People can sign up after the deadline if they experience certain “life changes” like having a baby, getting married or losing employer-sponsored insurance. Insurers have told the government for several years that people who sign up in a special enrollment period use up to 50 percent more services than those who sign up in the regular enrollment season.
Insurers and Republican members of Congress welcomed the proposed changes, which will be published in the Federal Register on Friday, giving the public until March 7 to comment. Final rules are likely to be issued in March or April. Insurers must decide by early May what kinds of health plans they will offer in 2018.
Senator Lamar Alexander, Republican of Tennessee and chairman of the Senate health committee, said the proposals were “important first steps to rescue a collapsing Obamacare individual market.’’
But insurers cautioned that the proposed rules, while helpful, would in no way provide a solution if, in a few weeks, Republicans introduce legislation to repeal major provisions of the Affordable Care Act, such as the requirement for most Americans to have coverage.
Christopher W. Hansen, the president of the advocacy arm of the American Cancer Society, said the tighter restrictions on special enrollment periods could “cause problems for cancer patients,” delaying treatment and reducing their chances of survival.
Changes being made by the I.R.S. could weaken incentives for people to obtain insurance. The tax agency said it would accept and process tax returns even if taxpayers failed to indicate whether they had coverage, qualified for an exemption or were paying the penalty for going without insurance.

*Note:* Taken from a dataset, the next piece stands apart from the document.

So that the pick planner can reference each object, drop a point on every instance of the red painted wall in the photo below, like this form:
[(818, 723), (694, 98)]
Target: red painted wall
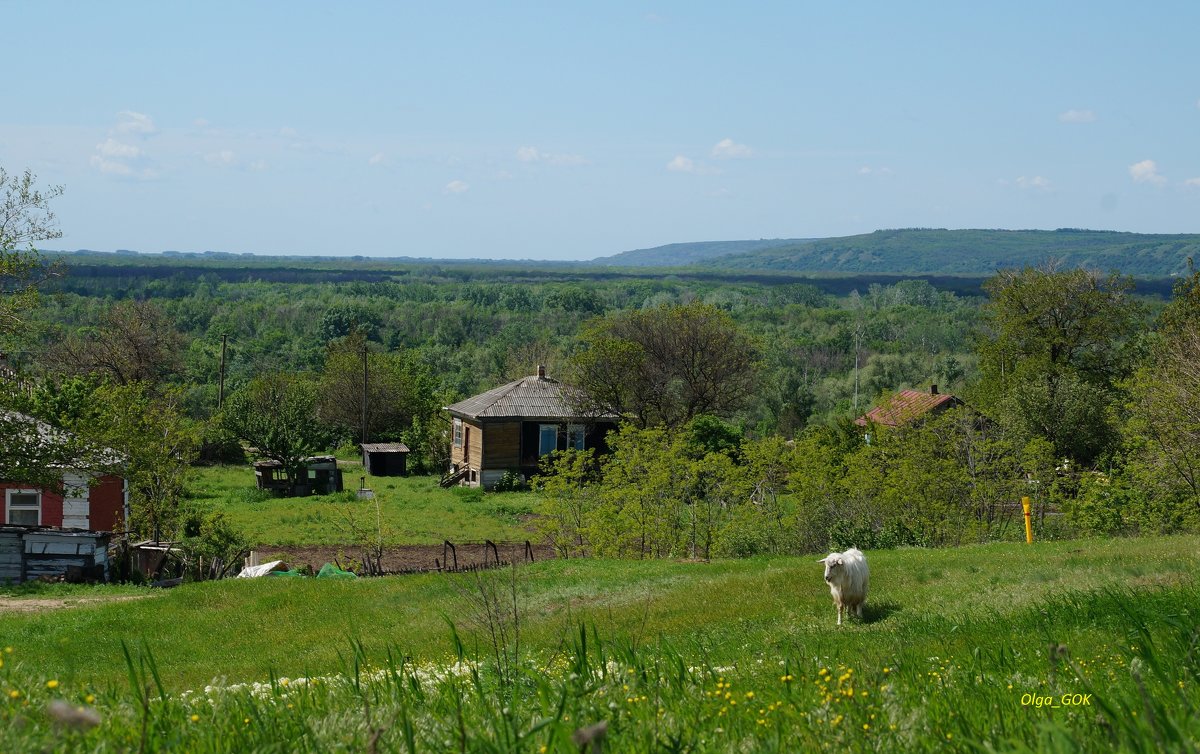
[(106, 503), (52, 503)]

The individual mandate, requiring most Americans to have insurance, was to be enforced through the tax system. The I.R.S. said the requirement was “still in force until changed by Congress.” The government can deduct the amount of any penalty from refunds that would otherwise be sent to taxpayers. But it is unclear how it will use this authority.
In the rules proposed Wednesday, the Trump administration said that it would generally allow states to determine whether insurance plans had enough doctors, hospitals and other health care providers to serve patients. The hope is that would lure more insurers into the market. Additionally, insurers could refuse to provide new coverage to consumers who failed to pay premiums owed in the previous year. If an insurer terminates coverage for nonpayment of premiums, it could require consumers to pay all past-due premiums owed to that insurer before restarting coverage.
And insurers would be allowed to sell health plans covering a smaller share of expected costs. The administration said consumers would have “more coverage options” as a result, but it acknowledged that some consumers could see increases in their deductibles and other out-of-pocket costs.